ABSTRACT BACKGROUND: Adiponectin shows opposite associations with adverse outcomes in healthy middle-aged populations (lower risk), and cohorts with prevalent cardiovascular disease (CVD), heart failure (HF) or advanced age (higher risk). METHODS AND RESULTS: In a population-based study of older adults, we examined the relationships of total and high-molecular-weight (HMW) adiponectin with mortality among subgroups defined by baseline cardiovascular status: no CVD, HF or atrial fibrillation (AF) (Group 1); CVD but no HF/AF (Group 2); and HF/AF (Group 3). We found significant differences in the associations with all-cause mortality across the groups.

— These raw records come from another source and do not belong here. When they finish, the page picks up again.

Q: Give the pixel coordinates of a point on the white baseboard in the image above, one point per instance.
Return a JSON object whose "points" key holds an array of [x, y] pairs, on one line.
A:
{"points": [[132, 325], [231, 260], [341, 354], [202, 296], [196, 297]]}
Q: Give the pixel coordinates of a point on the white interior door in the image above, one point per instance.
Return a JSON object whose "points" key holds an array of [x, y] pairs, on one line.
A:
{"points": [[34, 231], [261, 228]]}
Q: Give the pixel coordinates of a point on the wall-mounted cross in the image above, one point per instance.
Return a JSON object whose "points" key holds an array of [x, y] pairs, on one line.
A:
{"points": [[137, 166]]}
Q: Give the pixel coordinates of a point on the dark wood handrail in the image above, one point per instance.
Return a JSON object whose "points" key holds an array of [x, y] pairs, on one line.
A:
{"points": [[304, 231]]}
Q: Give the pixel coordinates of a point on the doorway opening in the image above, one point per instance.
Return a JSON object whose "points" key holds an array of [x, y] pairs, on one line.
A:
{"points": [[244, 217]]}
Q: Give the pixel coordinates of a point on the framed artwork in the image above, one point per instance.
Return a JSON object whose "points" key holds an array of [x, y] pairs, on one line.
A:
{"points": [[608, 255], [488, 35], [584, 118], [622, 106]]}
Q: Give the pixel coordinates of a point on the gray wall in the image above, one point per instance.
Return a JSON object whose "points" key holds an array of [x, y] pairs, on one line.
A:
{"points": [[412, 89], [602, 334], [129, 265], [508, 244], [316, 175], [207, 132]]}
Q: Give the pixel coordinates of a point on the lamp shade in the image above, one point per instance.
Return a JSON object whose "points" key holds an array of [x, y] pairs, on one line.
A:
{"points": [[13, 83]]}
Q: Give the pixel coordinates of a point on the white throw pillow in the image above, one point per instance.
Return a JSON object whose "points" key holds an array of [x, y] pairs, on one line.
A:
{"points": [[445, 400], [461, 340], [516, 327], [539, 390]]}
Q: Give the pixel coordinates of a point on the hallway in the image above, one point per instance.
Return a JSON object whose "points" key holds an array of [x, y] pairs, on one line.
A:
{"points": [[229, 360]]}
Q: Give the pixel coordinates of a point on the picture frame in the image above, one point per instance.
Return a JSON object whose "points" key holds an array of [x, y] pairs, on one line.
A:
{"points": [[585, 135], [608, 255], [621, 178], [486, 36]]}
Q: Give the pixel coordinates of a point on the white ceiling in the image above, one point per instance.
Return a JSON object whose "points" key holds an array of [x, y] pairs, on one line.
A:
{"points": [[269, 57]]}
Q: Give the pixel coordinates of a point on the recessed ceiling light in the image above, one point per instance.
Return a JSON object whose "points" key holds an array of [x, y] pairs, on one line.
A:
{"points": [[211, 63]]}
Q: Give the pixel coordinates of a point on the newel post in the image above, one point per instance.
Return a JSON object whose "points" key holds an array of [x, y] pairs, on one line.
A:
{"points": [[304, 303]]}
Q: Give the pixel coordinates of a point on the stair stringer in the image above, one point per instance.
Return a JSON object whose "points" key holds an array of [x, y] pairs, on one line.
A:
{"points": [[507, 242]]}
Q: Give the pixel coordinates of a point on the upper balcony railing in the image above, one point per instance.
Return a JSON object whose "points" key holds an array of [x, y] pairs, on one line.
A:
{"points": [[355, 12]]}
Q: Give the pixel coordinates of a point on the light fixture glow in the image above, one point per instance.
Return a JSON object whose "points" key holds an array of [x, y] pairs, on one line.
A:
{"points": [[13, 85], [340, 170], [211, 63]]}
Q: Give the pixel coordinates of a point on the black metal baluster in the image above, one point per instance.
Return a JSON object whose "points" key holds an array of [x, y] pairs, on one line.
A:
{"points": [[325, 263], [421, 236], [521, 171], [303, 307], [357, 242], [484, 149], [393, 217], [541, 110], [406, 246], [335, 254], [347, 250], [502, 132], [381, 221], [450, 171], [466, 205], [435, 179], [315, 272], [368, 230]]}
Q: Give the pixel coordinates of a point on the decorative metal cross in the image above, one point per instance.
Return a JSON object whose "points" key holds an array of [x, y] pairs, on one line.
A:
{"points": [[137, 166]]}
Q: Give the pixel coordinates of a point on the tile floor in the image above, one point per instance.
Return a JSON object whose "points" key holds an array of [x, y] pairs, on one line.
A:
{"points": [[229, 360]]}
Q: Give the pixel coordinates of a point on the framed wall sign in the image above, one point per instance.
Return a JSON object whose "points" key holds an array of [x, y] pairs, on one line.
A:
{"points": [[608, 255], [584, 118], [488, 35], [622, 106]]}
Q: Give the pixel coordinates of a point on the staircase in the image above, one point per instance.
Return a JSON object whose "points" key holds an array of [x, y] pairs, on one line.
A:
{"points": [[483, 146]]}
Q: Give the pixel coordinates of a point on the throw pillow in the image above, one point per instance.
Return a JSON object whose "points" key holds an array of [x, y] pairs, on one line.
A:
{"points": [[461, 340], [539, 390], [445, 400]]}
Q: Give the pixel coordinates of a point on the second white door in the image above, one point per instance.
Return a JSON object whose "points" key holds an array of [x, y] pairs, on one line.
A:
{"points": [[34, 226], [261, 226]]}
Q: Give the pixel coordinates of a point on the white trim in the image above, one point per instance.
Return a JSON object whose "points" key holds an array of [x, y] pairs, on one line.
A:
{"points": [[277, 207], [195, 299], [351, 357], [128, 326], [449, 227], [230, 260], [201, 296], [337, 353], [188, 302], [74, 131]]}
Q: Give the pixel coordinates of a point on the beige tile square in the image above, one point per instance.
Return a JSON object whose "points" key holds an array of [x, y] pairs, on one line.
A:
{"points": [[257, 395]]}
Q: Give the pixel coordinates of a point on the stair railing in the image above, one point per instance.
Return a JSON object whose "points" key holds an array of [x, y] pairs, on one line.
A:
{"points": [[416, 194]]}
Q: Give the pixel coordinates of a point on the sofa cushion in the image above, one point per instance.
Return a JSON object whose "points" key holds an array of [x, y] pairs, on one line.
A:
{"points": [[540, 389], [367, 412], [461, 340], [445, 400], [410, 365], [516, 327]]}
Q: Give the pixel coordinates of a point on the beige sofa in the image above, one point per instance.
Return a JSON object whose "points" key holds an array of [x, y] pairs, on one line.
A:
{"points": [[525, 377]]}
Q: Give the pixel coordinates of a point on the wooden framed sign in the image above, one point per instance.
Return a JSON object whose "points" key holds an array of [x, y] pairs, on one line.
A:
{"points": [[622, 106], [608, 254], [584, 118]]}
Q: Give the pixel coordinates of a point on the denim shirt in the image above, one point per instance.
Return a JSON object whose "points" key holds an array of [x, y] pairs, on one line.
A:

The association in Group 1 was U-shaped; increasing levels of total adiponectin up to 12.4 mg/L were associated with lower mortality after adjustment for confounders (HR=0.81 per 1-SD [0.65-0.95]), but above this cutpoint, higher levels conferred greater risk (HR=1.19 [1.12-1.27]). Further adjustment for diabetes or insulin resistance, protection against which has been proposed to mediate adiponectin's beneficial relationships with outcome, attenuated the association in the lower range. There was no significant association in Group 2, but in Group 3, total adiponectin showed a direct adjusted association. Additional adjustment for putative metabolic/inflammatory intermediates suggested a direct association for Group 2, and magnified the one for Group 3 (HR=1.31 [1.15-1.50]). Results were similar for HMW adiponectin, and for cardiovascular mortality. CONCLUSIONS: Adiponectin exhibits distinct associations with mortality in elders, which shift from U-shaped to flat to direct with greater baseline cardiovascular dysfunction, but become more consistently adverse after accounting for metabolic/inflammatory factors presumed to be favorably regulated by the adipokine. These findings advance understanding of the adiponectin paradox as relates to older adults.